Wen Xun inclinou a cabeça e sorriu, ao mesmo tempo em que fez um gesto completamente incompatível com aquele sorriso: estalou os punhos com força.

Gu Qingqing recuou dois passos, ainda manteve a pose e murmurou alguma coisa antes de virar e sair. Fechou a porta com tanta força que o vento levantou os cabelos de Wen Xun, ainda molhados, esfriando sua pele.

Wen Xun foi até a cama e sentou-se diante do espelho de corpo inteiro. No reflexo, via a si mesma e o pequeno coelho na cabeceira sorrindo em sua direção. Por um instante, sentiu vontade de jogá-lo fora, mas obviamente não podia, afinal era algo de Jiang Xiangyang.

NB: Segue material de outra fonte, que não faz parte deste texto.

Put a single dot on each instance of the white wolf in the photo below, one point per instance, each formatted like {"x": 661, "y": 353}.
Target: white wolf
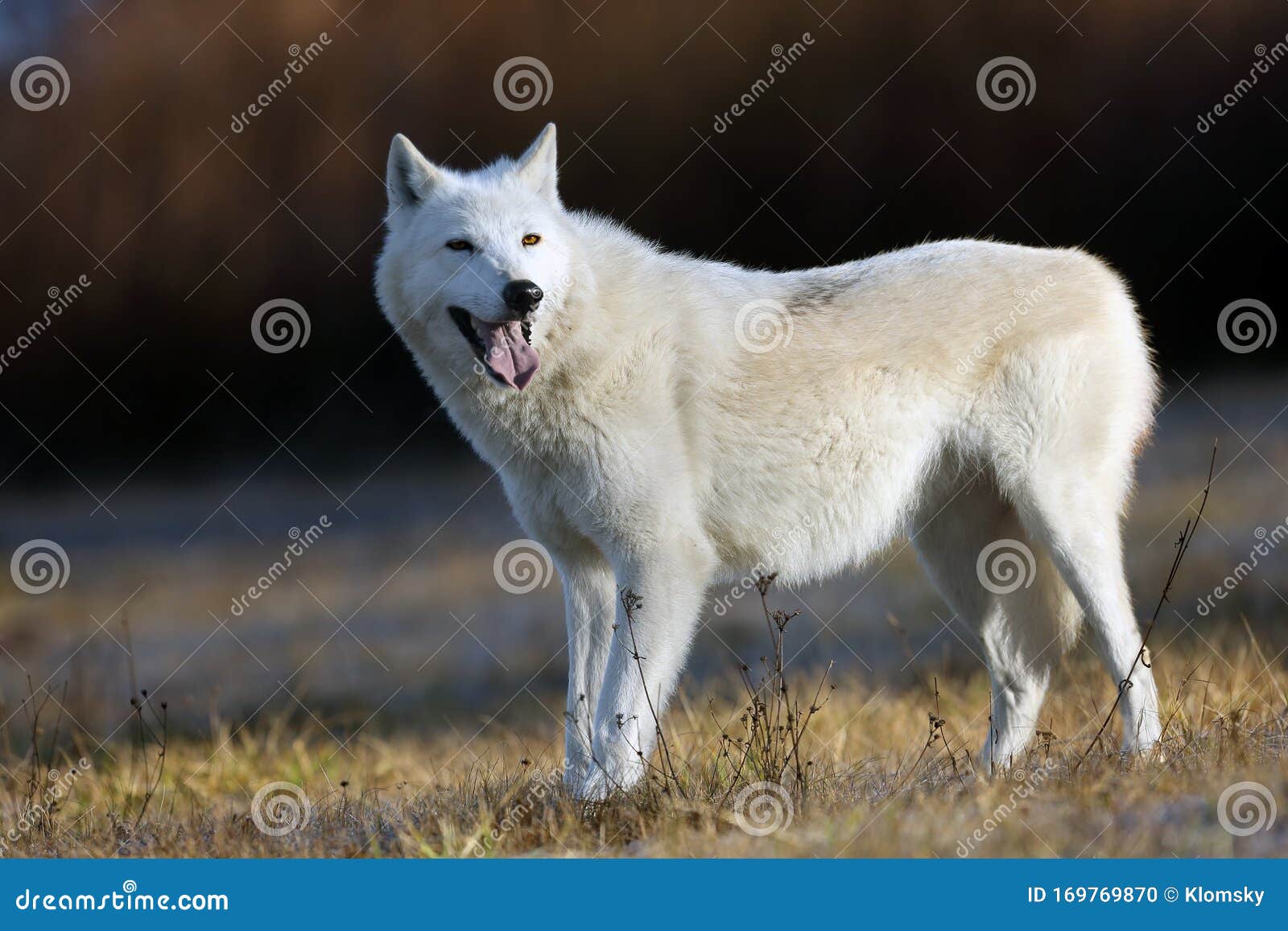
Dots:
{"x": 658, "y": 422}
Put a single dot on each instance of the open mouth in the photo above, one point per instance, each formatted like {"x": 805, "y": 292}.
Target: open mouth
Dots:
{"x": 504, "y": 348}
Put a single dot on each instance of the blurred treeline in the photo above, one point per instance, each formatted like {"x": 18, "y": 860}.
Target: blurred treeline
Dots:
{"x": 184, "y": 227}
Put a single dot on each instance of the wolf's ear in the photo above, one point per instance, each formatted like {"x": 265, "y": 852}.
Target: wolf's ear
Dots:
{"x": 410, "y": 175}
{"x": 538, "y": 167}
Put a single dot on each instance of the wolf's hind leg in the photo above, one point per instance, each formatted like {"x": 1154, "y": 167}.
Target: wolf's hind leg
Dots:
{"x": 590, "y": 598}
{"x": 646, "y": 660}
{"x": 985, "y": 566}
{"x": 1081, "y": 525}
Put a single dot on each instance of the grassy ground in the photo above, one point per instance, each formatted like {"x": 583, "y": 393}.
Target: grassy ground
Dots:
{"x": 884, "y": 772}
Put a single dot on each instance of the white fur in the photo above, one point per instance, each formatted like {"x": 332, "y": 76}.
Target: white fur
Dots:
{"x": 919, "y": 394}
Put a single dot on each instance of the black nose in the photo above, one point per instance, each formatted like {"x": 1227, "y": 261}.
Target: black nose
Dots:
{"x": 522, "y": 296}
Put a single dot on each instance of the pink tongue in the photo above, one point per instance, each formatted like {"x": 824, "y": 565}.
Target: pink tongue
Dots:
{"x": 506, "y": 352}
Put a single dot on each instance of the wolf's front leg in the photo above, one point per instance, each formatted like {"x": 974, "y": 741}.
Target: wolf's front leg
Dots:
{"x": 590, "y": 600}
{"x": 644, "y": 661}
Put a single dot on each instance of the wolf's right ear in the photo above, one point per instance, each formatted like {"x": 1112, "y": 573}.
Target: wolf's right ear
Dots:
{"x": 410, "y": 175}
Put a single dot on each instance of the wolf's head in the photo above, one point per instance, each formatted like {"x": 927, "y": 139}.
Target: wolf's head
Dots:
{"x": 477, "y": 266}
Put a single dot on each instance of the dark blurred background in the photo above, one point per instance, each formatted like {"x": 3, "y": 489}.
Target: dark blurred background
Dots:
{"x": 873, "y": 138}
{"x": 150, "y": 435}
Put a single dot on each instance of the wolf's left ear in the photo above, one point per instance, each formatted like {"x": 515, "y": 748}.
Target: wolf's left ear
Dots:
{"x": 538, "y": 167}
{"x": 409, "y": 175}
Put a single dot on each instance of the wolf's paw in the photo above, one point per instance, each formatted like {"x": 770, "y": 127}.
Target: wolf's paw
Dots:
{"x": 592, "y": 787}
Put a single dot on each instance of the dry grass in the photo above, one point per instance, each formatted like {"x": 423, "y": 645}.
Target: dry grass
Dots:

Apesar de muitos anos praticando taekwondo, Wen Xun raramente usava a força para ameaçar alguém. Achava isso meio tolo, não condizente com o mundo moderno. Mas hoje sua mente estava tão confusa que não conseguia pensar em outra maneira de se livrar rapidamente de Gu Qingqing. Nem sabia se, caso ela continuasse com aquele sarcasmo, não acabaria realmente partindo para a agressão.

Wen Xun abriu a janela de conversa com Jiang Xiangyang, ponderando como definir a importância das mensagens que acabara de ler e se deveria contar que Gu Qingqing esteve ali.

Por fim, desconectou o perfil de Jiang Xiangyang do computador, desligou a tela do celular e deitou-se na cama, angustiada.

— Ele mesmo verá as mensagens depois, não preciso avisar. Quanto à visita de Gu Qingqing... melhor deixar pra lá, contar pareceria uma queixa, e ela realmente não sabia qual era o relacionamento deles atualmente.

Se acaso houvesse algo entre eles, o que faria? Olhando para o jeito cruel de Gu Qingqing, se ela estivesse mesmo com Jiang Xiangyang...

Wen Xun balançou a cabeça com força.

— Impossível, impossível. Mesmo que Jiang Xiangyang não goste de mim, ao menos sou uma de suas melhores amigas. Se realmente tivesse algo com Gu Qingqing, ele não deixaria de me contar.